Understanding Apache Kafka
What is Kafka Connect?
Kafka Connect is a framework and toolset for building and running data pipelines between Apache Kafka® and other data systems. It provides a scalable and reliable way to move data in and out of Kafka. It has reusable connector plugins that you can use to stream data between Kafka and various external systems conveniently.
This article provides a detailed overview of Kafka's architecture and its constituent components. We share several configuration options, code examples, and scenarios. We also discuss some limitations and best practices.
Summary of key Kafka Connect components
Kafka Connect workers
You can configure Kafka Connect as a standalone system with a single worker (server) or a distributed system with multiple workers. Each worker has a unique identifier and a list of connectors and tasks it is responsible for running.
In a distributed setup, workers coordinate task divisions and share metadata and configuration information. If a worker fails, another worker takes over the failed worker's tasks, provides fault tolerance, and ensures data processing is not disrupted.
Code example to start new workers
To start a worker, create a properties file - e.g., connect-worker-mysql.properties Each worker should have a unique group.id
, and rest.port configuration
. These are the mandatory attributes required to set up a worker.
# connect-worker-mysql.properties
bootstrap.servers=localhost:9092
group.id=connect-worker-1
rest.port=8083
key.converter = org.apache.kafka.connect.json.JsonConverter
value.converter = org.apache.kafka.connect.json.JsonConverter
offset.storage.topic=connect-offsets
config.storage.topic=connect-configs
status.storage.topic=connect-status
plugin.path=/bin/mysql-connector-j-8.0.32.jar # connector JAR
Start running a worker from the Installation binary folder of Kafka as follows
$ bin/connect-distributed.sh config/connect-worker-mysql.properties
This command starts a Kafka Connect worker in distributed mode and specifies the configuration file for the worker. Each worker coordinates with other workers in the cluster to distribute the load of the connectors and tasks. Make sure Kafka and ZooKeeper services are running as shown.

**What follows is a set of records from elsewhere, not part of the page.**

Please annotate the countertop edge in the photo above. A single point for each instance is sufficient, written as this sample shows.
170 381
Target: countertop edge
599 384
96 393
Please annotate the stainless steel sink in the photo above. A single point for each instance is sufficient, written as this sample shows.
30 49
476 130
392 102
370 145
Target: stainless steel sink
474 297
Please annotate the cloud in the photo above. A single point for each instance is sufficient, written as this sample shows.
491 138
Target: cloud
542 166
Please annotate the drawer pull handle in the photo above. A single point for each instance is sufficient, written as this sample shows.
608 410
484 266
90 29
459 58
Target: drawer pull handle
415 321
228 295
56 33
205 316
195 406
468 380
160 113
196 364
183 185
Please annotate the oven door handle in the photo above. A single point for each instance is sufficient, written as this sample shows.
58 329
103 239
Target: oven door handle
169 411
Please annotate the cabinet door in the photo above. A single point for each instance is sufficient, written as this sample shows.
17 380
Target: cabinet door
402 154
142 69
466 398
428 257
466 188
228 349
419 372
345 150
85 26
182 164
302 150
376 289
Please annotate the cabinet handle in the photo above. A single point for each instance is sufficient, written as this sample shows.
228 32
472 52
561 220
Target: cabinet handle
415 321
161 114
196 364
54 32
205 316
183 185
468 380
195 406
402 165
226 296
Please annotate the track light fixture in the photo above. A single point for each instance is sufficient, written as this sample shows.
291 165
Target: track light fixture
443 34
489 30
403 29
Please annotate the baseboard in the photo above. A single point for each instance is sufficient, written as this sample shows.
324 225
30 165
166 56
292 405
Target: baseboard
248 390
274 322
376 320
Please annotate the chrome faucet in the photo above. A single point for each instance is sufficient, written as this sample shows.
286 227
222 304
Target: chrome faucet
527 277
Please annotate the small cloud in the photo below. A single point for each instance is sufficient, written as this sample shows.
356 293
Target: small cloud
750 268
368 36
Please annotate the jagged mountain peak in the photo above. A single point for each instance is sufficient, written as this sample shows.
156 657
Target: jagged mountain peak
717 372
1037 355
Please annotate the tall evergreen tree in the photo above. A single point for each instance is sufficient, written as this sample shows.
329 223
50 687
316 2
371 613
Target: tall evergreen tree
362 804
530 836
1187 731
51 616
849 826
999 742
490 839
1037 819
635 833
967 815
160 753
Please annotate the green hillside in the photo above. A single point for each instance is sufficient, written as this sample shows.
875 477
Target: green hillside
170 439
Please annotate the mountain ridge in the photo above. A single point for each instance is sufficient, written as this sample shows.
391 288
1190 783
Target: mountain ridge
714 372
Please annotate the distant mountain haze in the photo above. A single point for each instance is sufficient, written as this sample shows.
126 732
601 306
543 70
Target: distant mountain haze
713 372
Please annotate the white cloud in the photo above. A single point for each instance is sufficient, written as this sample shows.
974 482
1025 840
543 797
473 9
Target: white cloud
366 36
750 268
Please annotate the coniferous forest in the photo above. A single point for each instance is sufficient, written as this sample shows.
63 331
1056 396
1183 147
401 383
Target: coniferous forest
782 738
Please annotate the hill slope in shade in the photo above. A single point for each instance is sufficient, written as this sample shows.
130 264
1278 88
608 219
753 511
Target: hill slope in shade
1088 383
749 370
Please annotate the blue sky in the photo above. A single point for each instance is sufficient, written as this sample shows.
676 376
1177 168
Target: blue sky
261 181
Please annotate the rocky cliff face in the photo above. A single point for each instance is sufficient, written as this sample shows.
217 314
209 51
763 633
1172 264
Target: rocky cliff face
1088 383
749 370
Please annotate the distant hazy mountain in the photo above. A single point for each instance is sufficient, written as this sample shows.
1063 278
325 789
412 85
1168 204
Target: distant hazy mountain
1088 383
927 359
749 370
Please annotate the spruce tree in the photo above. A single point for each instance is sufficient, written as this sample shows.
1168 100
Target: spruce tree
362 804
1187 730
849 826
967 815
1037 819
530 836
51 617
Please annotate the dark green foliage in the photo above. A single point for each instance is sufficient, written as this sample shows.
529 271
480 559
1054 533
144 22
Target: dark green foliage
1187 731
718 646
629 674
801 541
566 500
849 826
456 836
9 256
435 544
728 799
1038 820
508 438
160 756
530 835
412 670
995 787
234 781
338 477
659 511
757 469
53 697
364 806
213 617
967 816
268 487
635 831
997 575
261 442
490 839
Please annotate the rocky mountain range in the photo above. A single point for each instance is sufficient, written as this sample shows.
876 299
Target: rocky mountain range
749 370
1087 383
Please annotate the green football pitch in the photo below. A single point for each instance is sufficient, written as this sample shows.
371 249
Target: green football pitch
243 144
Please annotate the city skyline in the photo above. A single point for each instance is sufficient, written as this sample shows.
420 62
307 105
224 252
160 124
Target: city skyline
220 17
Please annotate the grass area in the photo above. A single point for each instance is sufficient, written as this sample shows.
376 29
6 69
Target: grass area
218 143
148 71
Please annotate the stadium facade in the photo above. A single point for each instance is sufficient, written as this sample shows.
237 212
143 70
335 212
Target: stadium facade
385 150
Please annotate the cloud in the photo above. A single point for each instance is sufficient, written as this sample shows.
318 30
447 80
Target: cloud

$ bin/zookeeper-server-start.sh config/zookeeper.properties
$ bin/kafka-server-start.sh config/server.properties
[CTA_MODULE]
Kafka connectors
Connectors provide an abstraction layer that simplifies integrating with external systems. They are plugins responsible for establishing connections to external data sources. You can configure each connector to retrieve or push data in a particular way so that it defines the format in which you ingest or emit data.
Types of connectors
Kafka Connect provides two types of connectors.
Source connectors
Source Connectors poll data from external sources such as databases, message queues, or other applications. For instance, a Source Connector for a MySQL database reads changes in the database table and converts them into Connect Records, which are then sent to the Kafka cluster.
Sink connectors
Sink Connectors save data to the destination or sink, such as Hadoop Distributed File System (HDFS), Amazon Simple Storage Service (S3), or Elasticsearch. For example, a Sink Connector for Elasticsearch takes Connect Records from Kafka and writes them into Elasticsearch in the required format.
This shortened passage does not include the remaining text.